$$S = \{ X, Y, Z, W\};\\P(X) = 0.1;\\P(Y) = 0.5;\\P(Z) = p;\\P(W) = q$$
I don't know how to find source (S) entropy with these 2 unknown $p$ and $q$ probabilities.
With which $p$ and $ q$ values this entropy gets maximum value and why?
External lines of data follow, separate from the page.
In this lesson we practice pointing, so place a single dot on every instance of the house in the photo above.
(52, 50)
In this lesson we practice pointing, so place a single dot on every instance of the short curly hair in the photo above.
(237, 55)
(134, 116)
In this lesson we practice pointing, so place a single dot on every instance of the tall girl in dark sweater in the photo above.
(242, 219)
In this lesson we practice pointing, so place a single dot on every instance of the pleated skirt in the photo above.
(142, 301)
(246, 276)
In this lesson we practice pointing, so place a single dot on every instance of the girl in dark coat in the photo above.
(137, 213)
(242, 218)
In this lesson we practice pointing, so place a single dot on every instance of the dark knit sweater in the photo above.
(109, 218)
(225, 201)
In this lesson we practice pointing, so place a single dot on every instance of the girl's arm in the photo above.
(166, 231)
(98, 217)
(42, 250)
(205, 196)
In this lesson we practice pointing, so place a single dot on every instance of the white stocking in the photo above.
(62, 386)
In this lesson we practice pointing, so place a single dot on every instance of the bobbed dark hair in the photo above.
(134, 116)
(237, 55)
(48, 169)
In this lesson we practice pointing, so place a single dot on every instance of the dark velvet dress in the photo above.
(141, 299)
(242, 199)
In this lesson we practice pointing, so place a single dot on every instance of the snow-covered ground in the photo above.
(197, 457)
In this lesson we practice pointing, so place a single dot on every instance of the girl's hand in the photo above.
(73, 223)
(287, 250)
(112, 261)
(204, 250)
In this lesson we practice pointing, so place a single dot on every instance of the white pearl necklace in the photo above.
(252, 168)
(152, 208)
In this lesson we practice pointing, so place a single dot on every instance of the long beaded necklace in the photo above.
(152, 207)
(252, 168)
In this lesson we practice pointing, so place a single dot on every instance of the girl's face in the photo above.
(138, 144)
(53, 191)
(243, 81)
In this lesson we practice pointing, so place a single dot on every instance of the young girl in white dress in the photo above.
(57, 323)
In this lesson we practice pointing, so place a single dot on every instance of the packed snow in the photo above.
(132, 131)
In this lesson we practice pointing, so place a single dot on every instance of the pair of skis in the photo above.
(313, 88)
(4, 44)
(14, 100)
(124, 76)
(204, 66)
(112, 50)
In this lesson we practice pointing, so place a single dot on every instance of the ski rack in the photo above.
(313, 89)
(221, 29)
Formula for 1 exercise is $\sum_{i=1}^n p_i \log_2 \frac{1}{p_i} $. So with my known data it looks like this $$0.1\log_2\frac{1}{0.1} + 0.5\log_2\frac{1}{0.5} + p\log_2\frac{1}{p} + q\log_2\frac{1}{q}= 0.832 +p\log_2\frac{1}{p} +q\log_2\frac{1}{q} $$
And the 2nd exercise:
$$0.1\log_2\frac{1}{0.1} + 0.5\log_2\frac{1}{0.5} + 2(0.2\log_2\frac{1}{0.2}) = 1.761$$
Does it seem right?
This more a comment than a solution, but i still lack reputation to post it there. The formula you posted is the one for Shannon-Entropy. I assume that you know that: $$P(X)+P(Y)+P(Z)+P(W)=1$$ While each of the summands is positive. A coin that has S=Head,Tail and P(Head)=0.1 has an lower Entropy throw of just $(0.47)$ than one were both are sites are equally likely resulting in $(1.0)$ bit of Entropy. There is a tendency that overall Entropy is highest when all events are more equally likely. (Think about the Coin Example, see Example here)
This is why you need to choose values for $p$ and $q$ such that $p = q $ which leads to $p$ being $0.2$. $(p=\dfrac{1-P(X)-P(Y)}{2})$.
I recommend you to try calculating the Entropy for the Data "XYWZ" with changed (p, q) values. Since i am not 100% sure.